Perlawanannya melalui penguasaan ilmu
pengetahuan dapat mengatasi sosok Basur. Jangan menganggap remeh seorang
perempuan. Ia bisa menaklukkan seorang pria.
Lingkungan Garu
Lingkungan sosial
kemasyarakatan Garu belum siap menerima kebiasaan – kebiasaan yang
dijalankannya. Garu keluar dari kebiasaan. Sesuatu yang keluar dianggap berani,
menentang, dan melawan aturan – aturan ataupun kesepakatan sosial. Garu tidak
mau dibelenggu oleh kesepakatan yang menurutnya mengekang hak azasinya sebagai
seorang perempuan. Perlawanan – perlawanan terhadap kesepakatan sosial pun
dijalankannya.
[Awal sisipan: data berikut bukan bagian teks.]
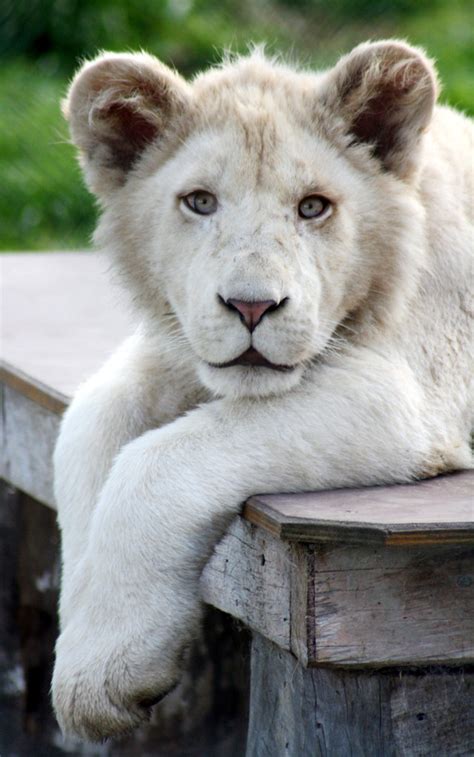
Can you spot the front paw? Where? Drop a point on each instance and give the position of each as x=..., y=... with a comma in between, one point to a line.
x=105, y=687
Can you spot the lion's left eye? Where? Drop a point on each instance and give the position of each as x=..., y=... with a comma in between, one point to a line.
x=201, y=202
x=313, y=206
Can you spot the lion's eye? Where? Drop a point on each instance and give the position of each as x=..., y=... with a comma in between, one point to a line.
x=201, y=202
x=313, y=206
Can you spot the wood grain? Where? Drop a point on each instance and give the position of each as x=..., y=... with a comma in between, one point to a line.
x=28, y=432
x=434, y=511
x=327, y=713
x=348, y=605
x=60, y=318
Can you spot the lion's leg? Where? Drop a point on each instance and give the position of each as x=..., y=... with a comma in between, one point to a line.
x=135, y=390
x=169, y=498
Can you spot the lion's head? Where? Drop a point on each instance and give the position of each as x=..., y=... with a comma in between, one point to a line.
x=259, y=209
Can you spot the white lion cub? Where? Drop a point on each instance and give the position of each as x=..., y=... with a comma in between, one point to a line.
x=298, y=245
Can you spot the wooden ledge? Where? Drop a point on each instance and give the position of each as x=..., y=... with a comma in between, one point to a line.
x=61, y=321
x=318, y=576
x=435, y=511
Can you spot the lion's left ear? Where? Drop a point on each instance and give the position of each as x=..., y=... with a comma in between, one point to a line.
x=117, y=105
x=385, y=92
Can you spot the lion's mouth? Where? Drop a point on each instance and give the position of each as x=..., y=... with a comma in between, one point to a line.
x=253, y=358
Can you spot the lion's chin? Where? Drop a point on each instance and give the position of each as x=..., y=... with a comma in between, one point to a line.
x=236, y=381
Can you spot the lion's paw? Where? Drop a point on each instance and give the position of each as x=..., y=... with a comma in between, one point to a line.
x=105, y=688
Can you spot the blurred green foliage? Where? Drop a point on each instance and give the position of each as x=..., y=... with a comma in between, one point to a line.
x=43, y=203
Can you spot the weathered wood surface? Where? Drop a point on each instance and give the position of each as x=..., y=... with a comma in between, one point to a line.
x=334, y=713
x=28, y=432
x=205, y=715
x=349, y=605
x=60, y=319
x=438, y=511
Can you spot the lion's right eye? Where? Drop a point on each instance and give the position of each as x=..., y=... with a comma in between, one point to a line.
x=201, y=202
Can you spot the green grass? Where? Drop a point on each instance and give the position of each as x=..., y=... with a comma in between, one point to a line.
x=43, y=202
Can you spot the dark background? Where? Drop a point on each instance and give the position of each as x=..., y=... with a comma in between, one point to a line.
x=43, y=203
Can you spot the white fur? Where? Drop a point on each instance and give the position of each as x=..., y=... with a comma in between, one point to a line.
x=158, y=451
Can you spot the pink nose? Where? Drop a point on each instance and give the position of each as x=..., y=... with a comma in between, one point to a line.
x=251, y=313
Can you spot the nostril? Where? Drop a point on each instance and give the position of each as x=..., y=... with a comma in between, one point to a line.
x=251, y=313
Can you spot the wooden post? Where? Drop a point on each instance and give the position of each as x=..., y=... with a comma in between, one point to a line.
x=360, y=601
x=324, y=712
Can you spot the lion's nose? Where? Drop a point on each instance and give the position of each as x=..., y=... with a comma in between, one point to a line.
x=251, y=313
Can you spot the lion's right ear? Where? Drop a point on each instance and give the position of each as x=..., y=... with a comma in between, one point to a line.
x=116, y=106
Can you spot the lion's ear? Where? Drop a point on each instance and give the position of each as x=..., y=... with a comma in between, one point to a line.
x=116, y=106
x=385, y=92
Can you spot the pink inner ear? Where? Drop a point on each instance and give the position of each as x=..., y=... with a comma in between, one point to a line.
x=128, y=132
x=385, y=111
x=134, y=127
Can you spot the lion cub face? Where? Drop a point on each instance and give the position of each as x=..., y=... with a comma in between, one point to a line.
x=259, y=208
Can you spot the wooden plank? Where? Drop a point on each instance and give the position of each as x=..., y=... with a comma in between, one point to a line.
x=348, y=605
x=28, y=432
x=435, y=511
x=61, y=319
x=206, y=714
x=374, y=607
x=326, y=713
x=249, y=578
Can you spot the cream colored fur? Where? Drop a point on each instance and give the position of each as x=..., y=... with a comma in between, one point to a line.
x=159, y=450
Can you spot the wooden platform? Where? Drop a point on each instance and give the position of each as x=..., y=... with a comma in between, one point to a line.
x=379, y=578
Cara yang paling sederhana adalah berani berbicara di hadapan
seorang pria mengenai yang mengganjal isi hatinya. Masyarakat memandangnya itu
bukanlah cermin dari seorang perempuan. Perempuan yang pemberani seperti itu
tidak akan mendapatkan penilaian yang positif. Dianggapnya perempuan yang
merendahkan martabat dirinya.
Ki Dalang Tangsub
berani menghadirkan Garu yang melakukan perlawan terhadap hegomoni pria. Ada
semacam protes sosial yang disuarakan. Sebagai pengarang, ia mengadakan reaksi
keras terhadap kondisi sosial masyarakatnya ( Yakob Sumardjo, 1982 : 18). Masyarakat
yang menganggap bahwa seorang perempuan belum waktunya sebagai pemimpin, berani
dilawan oleh tokoh Garu. Garu sebagai pengejawantahan ide – ide, pandangan
seorang Ki Dalang Tangsub terhadap masyarakatnya. Ia tidak berdiam diri saat
melihat seorang perempuan tidak dihargai lagi. Jalan ilmu pengetahuanlah
digunakan sebagai jalan untuk mengutarakannya. Kekhasan kualitas sesorang yang
membedakan dirinya dari orang lain, yang membuatnya berkemampuan menghadapi
kesulitan, ketidakenakan, dan kegawatan ( aktualisasi pontensi diri ) ( Yudi
Latif,2009: 81). Dengan kualitaslah seseorang dianggap bermartabat karena mampu
mencapai tingkat aktualisasi diri tingkat kebutuhan tertinggi menurut Maslow.
Garu mendapatkan aktualisasi dirinya
tidaklah dengan mudah. Ia perlu perjuangan dan jalan panjang. Perempuan yang
berani melawan sebuah hegemoni perlu kerja keras tanpa menyerah. Sebuah cita –
cita akan terwujud jika ada semangat dari dalam dirinya. Garu mengungkapkan
bahwa hegemoni pria berhak untuk dilawan.Yang lebih penting adalah perlawanan
untuk beradu ide, argumentasi, gagasan yang memberikan pencerahan bagi sesama. Kualitas
dirilah yang diutamakan bukan hanya dalam tataran fisik. Dengan kualitas yang
melebihi pria, maka tidak ada tempatnya lagi untuk menjadi perempuan sebagai
kelas dua. Pria dan wanita adalah dua makhluk yang diciptakan sama bukan
berbeda. Perbedaan hanya ada pada kodratnya saja. Hal – hal inilah yang menarik bagi Ki Dalang Tangsub hingga
menghadirkan perempuan Garu yang diremehkan, tetapi mampu mengalahkan sosok
pria.
Garu sadar sebagai perempuan perilakunya
akan banyak mendapatkan sorotan karena berbeda yang juga dianggap berani oleh
kaumnya sendiri.Bukan sebaliknya, sebuah perbedaan meski hadir jika
menginginkan kehidupan tetap berjalan. Dengan perbedaan itulah, menjadikan
manusia berpikir dan merenungi yang selama ini dijalankan. Bukan berdiam diri
lebih – lebih beranggapan bahwa segala sesuatunya sudah mencapai titik puncak. Manusia
makhluk berpikir karena itu ia
ada,pikiran – pikiran yang mencerdaskan bagi dirinya juga bagi masyarakatnya.
Garu itu berpikir. Karena berpikirlah, maka keberadaannya sebagai perempuan
diperhitungkan di hadapan laki – laki dan mampu melakukan perlawanan hegemoninya.